Magical thinking is not altogether uncommon even amongst non-murderers. We can forgive beliefs like Santa Claus, even the obsessive fan arguments over Potterworld relationships with passions generally reserved for actual people. It’s when our willful deferments, our manias, work to push back reason in the broader world that they become truly dangerous. Merricat’s work to do so is never done, and she lets us in on it:  When strangers come to inquire of them, she remarks:

“There had not been this many words sounded in our house for a long time, and it was going to take a while to clean them out.”

The narrative she lives is so fragile that it cannot tolerate too much inquiry; she (and we) will invent any excuse to avoid it:

“I was pretending that I did not speak their language; on the moon we spoke a soft, liquid tongue, and sang in the starlight, looking down on the dead dried world.”

In 1997’s Wag the Dog, Dustin Hoffman plays a film director hired by the White House to invent a war for the American public.
Merricat is clear about the power of words; she understands them to be literally magical weavers of realities.

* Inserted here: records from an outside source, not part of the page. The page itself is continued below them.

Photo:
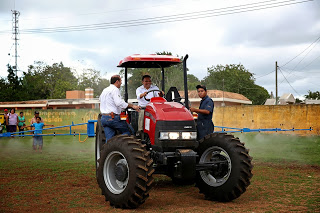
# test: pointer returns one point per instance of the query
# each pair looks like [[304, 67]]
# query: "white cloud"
[[255, 39]]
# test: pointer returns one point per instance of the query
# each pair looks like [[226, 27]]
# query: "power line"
[[168, 19], [288, 81], [265, 74], [300, 53]]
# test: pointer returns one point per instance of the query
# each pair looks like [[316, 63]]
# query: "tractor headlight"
[[189, 135], [173, 135], [178, 135]]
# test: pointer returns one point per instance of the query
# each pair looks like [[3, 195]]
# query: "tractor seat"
[[173, 95]]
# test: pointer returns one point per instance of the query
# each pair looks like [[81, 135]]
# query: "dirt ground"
[[274, 188]]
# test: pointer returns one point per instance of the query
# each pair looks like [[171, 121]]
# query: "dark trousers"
[[21, 129], [204, 127], [11, 128], [112, 125]]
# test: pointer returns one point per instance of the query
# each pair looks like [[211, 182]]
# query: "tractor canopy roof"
[[149, 61]]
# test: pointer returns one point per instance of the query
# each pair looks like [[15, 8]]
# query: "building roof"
[[270, 101], [287, 98], [312, 101]]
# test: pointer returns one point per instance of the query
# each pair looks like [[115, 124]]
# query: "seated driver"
[[142, 95]]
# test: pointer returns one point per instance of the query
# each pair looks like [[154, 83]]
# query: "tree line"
[[43, 81]]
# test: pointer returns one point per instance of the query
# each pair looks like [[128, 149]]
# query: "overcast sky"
[[253, 33]]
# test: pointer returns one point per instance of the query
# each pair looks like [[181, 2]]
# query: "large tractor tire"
[[230, 179], [125, 172], [100, 140]]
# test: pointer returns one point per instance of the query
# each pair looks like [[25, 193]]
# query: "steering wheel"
[[152, 91]]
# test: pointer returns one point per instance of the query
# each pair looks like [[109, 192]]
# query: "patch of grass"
[[280, 148]]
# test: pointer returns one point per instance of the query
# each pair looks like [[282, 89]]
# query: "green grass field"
[[62, 177]]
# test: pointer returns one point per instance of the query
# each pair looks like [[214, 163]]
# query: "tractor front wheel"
[[125, 172], [231, 173]]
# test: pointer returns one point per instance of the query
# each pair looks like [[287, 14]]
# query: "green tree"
[[91, 78], [48, 82], [313, 95], [235, 78]]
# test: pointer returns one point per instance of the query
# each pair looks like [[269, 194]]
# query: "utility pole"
[[276, 83], [15, 33]]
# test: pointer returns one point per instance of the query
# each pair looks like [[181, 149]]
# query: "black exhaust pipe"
[[186, 99]]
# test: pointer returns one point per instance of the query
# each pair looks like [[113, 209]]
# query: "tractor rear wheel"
[[125, 172], [229, 179]]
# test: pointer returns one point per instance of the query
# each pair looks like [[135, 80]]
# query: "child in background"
[[38, 140], [21, 124]]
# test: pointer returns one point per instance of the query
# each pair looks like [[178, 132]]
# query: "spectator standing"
[[204, 123], [12, 120], [34, 119], [21, 124], [37, 139], [111, 105], [5, 119]]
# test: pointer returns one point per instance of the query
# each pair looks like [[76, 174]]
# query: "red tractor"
[[219, 164]]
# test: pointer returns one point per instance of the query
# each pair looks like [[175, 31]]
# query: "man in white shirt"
[[142, 95], [111, 105]]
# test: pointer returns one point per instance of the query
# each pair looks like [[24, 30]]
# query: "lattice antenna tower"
[[15, 35]]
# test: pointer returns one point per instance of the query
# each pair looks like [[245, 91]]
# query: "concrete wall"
[[61, 117], [285, 117], [254, 117]]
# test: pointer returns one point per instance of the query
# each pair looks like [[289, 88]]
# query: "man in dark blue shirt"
[[204, 123]]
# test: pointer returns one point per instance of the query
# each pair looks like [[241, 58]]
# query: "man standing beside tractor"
[[111, 105], [204, 123]]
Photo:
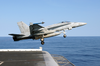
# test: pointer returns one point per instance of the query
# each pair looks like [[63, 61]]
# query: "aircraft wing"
[[59, 26], [16, 34]]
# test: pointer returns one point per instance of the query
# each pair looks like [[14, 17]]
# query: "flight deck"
[[31, 57]]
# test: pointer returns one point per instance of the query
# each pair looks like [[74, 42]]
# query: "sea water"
[[81, 51]]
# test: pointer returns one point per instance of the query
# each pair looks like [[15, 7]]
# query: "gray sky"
[[51, 12]]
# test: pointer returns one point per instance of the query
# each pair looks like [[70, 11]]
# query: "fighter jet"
[[35, 31]]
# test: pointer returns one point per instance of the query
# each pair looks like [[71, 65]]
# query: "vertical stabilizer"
[[24, 28]]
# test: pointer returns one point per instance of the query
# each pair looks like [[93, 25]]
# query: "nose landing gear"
[[42, 42]]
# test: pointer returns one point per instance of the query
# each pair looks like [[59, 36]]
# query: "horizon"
[[50, 12]]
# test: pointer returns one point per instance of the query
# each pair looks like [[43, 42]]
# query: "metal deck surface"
[[30, 58]]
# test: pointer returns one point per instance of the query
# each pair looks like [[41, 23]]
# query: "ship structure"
[[31, 57]]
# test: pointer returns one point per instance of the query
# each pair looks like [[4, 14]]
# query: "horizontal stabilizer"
[[16, 34]]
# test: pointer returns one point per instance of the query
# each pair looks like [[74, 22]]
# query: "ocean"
[[81, 51]]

If the wrong stories appear in her house, her narration of her own guilt becomes disambiguated. When she senses that a visitor might shatter the trio’s isolated culture, she invents verbal protections:

“I decided that I would choose three powerful words, words of strong protection, and so long as these great words were never spoken aloud no change would come.”

If Merricat is evil, she does not allow us to believe it, so tightly does she weave the protections. Even as her world burns about them, she holds to its ashen fragments with devotion. We don’t, then, disbelieve that Mary Katherine Blackwood is a mass murderer, but–trapped in the novel with her words alone–we doubt her responsibility for it, her capacity to understand her act. And did she herself intentionally set her own world ablaze to protect that narrative?

Uncle Julian sets himself down the path readily enough:

“I really think I shall commence chapter forty-four,” he said, patting his hands together. “I shall commence, I think, with a slight exaggeration and go on from there into an outright lie.”

The stories we weave for ourselves are not necessarily acts of ego, of narcissism. They are, instead, spells of protection for an identity fragile and desperate–entirely reasonable in motive, but calamitous in consequence. Defense of one’s own weakness is not evil as we know it. But then again, how often have we met any other kind?